Sunday, 25 April 2010
WHEN her baby died soon after delivery, Gulbahor Zavidova, 28, a poor farmer’s wife, longed to be pregnant again. After months of trying she and her husband visited a doctor who told her she could never have another child because she had been sterilised. The procedure had been performed immediately after she gave birth, by doctors who did not ask her consent. On learning she could not bear children, her husband left her.
“Not a day passes without me crying,” she said. “I was outraged when I found out what they had done. How could they do such a horrible thing without asking me?”
According to human rights groups, tens of thousands of young women like Zavidova have been sterilised without their consent in the authoritarian former Soviet state of Uzbekistan.
Uzbek sources say the measure was ordered by Islam Karimov, the president, who has ruled with an iron fist for 20 years. The policy is aimed at keeping down the country’s poor population — with 28m people, it is Central Asia’s most densely populated state.
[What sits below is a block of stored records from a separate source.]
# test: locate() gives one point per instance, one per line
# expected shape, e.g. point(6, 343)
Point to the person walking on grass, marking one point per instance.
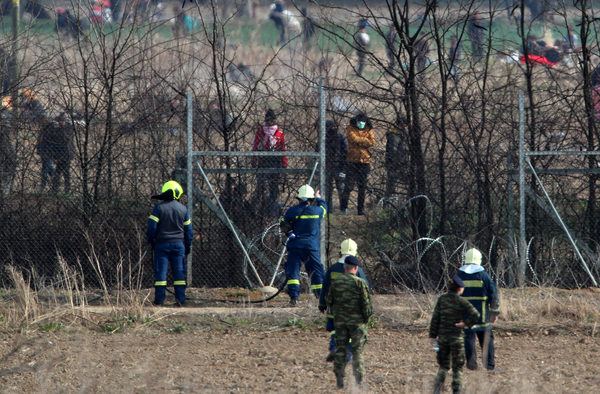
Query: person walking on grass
point(170, 233)
point(301, 223)
point(349, 299)
point(347, 248)
point(446, 333)
point(482, 293)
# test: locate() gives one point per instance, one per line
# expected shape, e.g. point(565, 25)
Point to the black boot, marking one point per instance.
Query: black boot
point(330, 356)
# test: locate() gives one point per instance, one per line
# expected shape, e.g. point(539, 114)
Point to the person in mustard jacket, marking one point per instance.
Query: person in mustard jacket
point(360, 141)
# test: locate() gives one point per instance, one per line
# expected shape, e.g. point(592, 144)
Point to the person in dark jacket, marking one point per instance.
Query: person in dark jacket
point(302, 224)
point(391, 47)
point(170, 233)
point(395, 156)
point(68, 26)
point(450, 316)
point(63, 152)
point(421, 51)
point(308, 29)
point(347, 248)
point(481, 291)
point(336, 151)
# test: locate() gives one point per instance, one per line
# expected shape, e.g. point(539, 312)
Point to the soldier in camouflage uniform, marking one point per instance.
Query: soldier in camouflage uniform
point(348, 297)
point(447, 326)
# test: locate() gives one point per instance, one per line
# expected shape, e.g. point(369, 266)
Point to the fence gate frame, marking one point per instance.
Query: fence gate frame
point(548, 208)
point(192, 188)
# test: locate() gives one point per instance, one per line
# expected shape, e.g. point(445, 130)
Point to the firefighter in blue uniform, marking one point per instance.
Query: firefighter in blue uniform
point(347, 248)
point(302, 223)
point(170, 232)
point(481, 292)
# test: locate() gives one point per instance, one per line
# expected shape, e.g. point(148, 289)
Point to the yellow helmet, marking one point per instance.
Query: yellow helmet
point(473, 256)
point(7, 102)
point(174, 187)
point(305, 192)
point(349, 247)
point(29, 95)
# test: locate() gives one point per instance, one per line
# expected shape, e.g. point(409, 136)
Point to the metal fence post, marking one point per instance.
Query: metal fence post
point(322, 169)
point(190, 185)
point(522, 242)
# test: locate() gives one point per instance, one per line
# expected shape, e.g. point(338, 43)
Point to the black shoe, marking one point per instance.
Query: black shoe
point(330, 356)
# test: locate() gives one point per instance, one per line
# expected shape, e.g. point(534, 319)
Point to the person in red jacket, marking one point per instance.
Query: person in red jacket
point(269, 138)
Activists say mass sterilisation began in 2003, but was eased after two years following an outcry. It is said to have restarted in February this year, when the health ministry ordered doctors to recommend sterilisation as an “effective contraceptive”. Critics claim every doctor was told to persuade “at least two women” a month to have the procedure. Doctors who failed faced reprisals and fines.
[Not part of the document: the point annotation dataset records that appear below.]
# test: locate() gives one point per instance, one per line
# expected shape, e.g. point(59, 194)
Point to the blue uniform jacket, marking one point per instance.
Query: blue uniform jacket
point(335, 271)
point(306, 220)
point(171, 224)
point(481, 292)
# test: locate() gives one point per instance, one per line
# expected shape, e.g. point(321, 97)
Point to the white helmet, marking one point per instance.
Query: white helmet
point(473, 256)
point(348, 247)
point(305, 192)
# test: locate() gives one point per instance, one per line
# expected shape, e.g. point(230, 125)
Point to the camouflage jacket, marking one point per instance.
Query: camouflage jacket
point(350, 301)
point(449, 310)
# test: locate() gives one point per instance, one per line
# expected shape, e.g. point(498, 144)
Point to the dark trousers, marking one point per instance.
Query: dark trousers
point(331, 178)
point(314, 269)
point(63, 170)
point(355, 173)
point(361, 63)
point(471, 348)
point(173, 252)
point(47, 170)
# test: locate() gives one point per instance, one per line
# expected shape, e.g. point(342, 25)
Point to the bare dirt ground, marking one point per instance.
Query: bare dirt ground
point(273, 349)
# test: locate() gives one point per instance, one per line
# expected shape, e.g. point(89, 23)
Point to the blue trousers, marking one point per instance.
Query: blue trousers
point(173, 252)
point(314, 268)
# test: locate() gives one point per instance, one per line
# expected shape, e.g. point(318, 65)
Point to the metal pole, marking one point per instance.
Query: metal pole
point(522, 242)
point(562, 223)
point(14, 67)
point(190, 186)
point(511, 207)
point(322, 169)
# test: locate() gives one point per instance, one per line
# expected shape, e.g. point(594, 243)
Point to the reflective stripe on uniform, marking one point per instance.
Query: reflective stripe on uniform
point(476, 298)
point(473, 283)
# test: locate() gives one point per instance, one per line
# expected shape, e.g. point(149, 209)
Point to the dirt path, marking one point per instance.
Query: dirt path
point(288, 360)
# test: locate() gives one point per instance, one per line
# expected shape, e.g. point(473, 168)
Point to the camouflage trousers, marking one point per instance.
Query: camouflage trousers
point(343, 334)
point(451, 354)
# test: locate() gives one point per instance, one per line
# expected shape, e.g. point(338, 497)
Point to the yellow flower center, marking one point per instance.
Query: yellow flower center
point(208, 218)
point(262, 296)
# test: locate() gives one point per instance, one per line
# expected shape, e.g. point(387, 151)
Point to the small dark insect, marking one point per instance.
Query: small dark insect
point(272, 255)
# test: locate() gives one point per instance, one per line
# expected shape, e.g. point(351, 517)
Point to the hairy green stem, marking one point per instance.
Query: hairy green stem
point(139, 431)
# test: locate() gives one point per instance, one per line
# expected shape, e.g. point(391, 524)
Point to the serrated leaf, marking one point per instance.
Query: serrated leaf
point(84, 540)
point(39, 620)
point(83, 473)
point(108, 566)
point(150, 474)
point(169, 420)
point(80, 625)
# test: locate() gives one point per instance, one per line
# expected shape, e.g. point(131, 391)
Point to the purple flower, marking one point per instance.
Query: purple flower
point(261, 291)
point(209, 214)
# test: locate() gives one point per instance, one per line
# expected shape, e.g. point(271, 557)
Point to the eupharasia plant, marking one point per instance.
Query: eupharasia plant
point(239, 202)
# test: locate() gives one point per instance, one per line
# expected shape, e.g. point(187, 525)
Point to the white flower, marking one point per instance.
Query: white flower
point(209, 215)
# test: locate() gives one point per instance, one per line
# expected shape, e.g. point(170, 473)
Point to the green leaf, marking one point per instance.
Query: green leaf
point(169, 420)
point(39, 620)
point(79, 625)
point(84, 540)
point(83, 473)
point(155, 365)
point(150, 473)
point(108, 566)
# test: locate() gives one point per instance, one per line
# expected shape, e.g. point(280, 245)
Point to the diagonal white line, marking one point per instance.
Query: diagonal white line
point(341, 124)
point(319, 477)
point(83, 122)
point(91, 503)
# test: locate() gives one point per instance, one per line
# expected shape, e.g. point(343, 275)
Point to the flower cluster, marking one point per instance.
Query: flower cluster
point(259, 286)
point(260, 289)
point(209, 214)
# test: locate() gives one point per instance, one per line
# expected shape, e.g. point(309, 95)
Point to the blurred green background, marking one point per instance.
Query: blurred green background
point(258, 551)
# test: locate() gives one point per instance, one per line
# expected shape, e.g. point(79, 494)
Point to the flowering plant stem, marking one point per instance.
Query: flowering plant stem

“We estimate that since February, about 5,000 women have been sterilised without consent,” said a local human rights campaigner who fears detention if she is named.
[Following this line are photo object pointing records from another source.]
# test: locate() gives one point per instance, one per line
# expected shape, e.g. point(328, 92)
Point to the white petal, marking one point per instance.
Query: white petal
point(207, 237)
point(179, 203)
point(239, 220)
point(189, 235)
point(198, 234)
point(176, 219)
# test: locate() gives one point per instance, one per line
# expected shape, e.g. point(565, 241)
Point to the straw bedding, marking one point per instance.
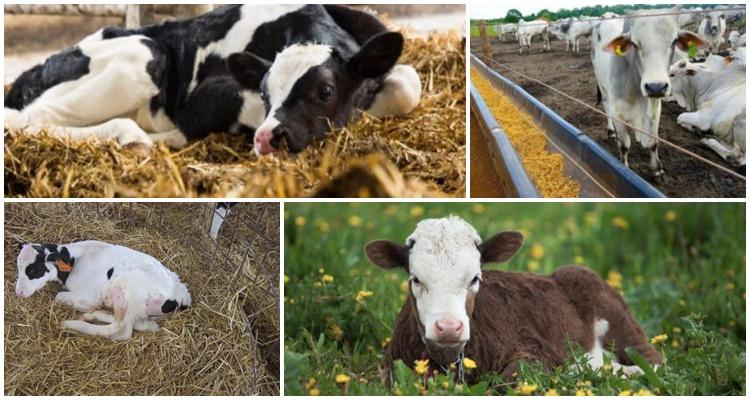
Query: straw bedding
point(425, 150)
point(222, 345)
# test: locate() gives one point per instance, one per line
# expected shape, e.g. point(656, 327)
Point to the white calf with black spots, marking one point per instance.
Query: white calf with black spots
point(97, 275)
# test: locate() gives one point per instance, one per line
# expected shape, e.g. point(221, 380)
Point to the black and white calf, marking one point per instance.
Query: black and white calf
point(281, 73)
point(97, 275)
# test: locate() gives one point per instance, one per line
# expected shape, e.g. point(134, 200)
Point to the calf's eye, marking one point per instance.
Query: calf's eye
point(325, 93)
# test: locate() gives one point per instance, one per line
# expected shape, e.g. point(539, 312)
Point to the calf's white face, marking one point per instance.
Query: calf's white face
point(443, 258)
point(650, 42)
point(36, 266)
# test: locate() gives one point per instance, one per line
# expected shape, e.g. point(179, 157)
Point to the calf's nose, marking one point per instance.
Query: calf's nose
point(657, 89)
point(449, 329)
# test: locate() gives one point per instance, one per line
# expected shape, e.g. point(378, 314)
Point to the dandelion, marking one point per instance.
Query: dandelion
point(469, 363)
point(614, 279)
point(526, 389)
point(621, 223)
point(421, 366)
point(670, 216)
point(355, 220)
point(537, 251)
point(659, 339)
point(362, 295)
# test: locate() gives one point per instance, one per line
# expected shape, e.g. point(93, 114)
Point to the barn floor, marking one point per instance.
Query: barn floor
point(573, 74)
point(226, 343)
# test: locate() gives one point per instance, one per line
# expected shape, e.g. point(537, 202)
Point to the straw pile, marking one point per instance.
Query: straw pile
point(218, 346)
point(426, 149)
point(545, 169)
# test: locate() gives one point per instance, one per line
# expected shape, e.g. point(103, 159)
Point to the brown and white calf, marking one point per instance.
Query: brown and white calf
point(457, 309)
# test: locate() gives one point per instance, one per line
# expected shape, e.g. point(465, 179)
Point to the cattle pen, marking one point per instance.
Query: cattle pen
point(421, 154)
point(544, 84)
point(226, 343)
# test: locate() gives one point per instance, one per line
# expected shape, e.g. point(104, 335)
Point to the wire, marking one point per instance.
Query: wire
point(596, 110)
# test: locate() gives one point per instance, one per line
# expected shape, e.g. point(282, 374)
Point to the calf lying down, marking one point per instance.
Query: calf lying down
point(456, 309)
point(97, 275)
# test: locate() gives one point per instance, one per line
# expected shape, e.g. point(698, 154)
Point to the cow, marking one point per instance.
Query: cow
point(280, 73)
point(457, 307)
point(713, 92)
point(631, 59)
point(528, 30)
point(712, 28)
point(97, 275)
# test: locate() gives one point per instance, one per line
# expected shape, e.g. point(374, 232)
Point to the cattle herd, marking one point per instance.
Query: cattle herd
point(693, 56)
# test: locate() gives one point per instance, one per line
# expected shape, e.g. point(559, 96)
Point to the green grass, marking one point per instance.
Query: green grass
point(682, 270)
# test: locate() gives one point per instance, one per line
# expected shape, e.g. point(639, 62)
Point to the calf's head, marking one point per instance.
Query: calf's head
point(648, 42)
point(309, 88)
point(443, 258)
point(39, 264)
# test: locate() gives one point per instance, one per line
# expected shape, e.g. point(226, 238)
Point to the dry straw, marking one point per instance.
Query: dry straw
point(422, 154)
point(226, 344)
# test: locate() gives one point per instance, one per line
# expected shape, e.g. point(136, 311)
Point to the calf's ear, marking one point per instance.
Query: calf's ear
point(686, 39)
point(378, 55)
point(501, 247)
point(248, 69)
point(386, 254)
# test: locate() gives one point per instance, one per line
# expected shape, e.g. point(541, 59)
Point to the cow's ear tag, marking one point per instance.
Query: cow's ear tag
point(63, 266)
point(692, 50)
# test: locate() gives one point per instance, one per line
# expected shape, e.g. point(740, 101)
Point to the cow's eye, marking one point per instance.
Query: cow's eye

In many cases, doctors opt for delivery by caesarean section and then perform a sterilisation without telling the woman. Widespread rumours of the practice have resulted in women opting for home births to avoid the risk.
Doctors visited Hidojat Muminova, a 26-year-old cotton picker, at home several months ago. They told the mother of two she should visit a local hospital for a check-up, at which she was diagnosed with a potentially fatal cyst in her fallopian tubes.
“They scared me into believing I needed an urgent operation,” she said. “I was surprised as I’d never had any pain but I was worried and agreed to the surgery. When it was over they told me they’d performed a sterilisation. I could not stop crying. They tricked me and treated me like an animal.”
Another victim, Mahmuda Usupova, 30, said doctors had sterilised her after she gave birth to her third child by caesarean several months ago. She learnt she could no longer have children during a visit to her gynaecologist.
Uzbek authorities deny that sterilisations are carried out without consent, but a report by the United Nations Committee Against Torture reported a “large number” of cases three years ago. According to the UN, Uzbekistan’s fertility rate has fallen from 4.4 babies per woman to 2.5 since Karimov came to power.
Under the 72-year-old Karimov, Uzbekistan has become highly repressive. Opponents have been jailed, tortured and killed. Two critics of the regime, who were accused of being Islamic militants, were scalded to death after boiling water was poured over them.
Hundreds of civilians died when the police and army fired indiscriminately into a large crowd of protesters in Andijan in 2005. The Sunday Times has been denied entry to Uzbekistan ever since because its coverage is considered “unfriendly”.
The sterilisation programme has been relaunched despite efforts by Karimov’s two daughters to improve the lives of Uzbek women and children. Lola, 31, the president’s younger daughter, is a Unesco ambassador and head of a children’s charity.
Her sister Gulnara, 38, who was recently appointed ambassador to Spain, supports a number of charities. Known as “the princess of Uzbeks”, she is a Harvard graduate, martial arts expert and jewellery designer.
Under the name GooGoosha — apparently her father’s pet name for her — she has released pop videos. Her parties in Moscow, where she lived until recently, attracted members of the elite.
The women’s health days advertised on her website provide free access to medical specialists from Israel for women suffering “diseases related to reproductive functions”.
The Uzbek embassy in Moscow insisted that all sterilisations were carried out at the patient’s request and after the woman’s husband had been told of the consequences.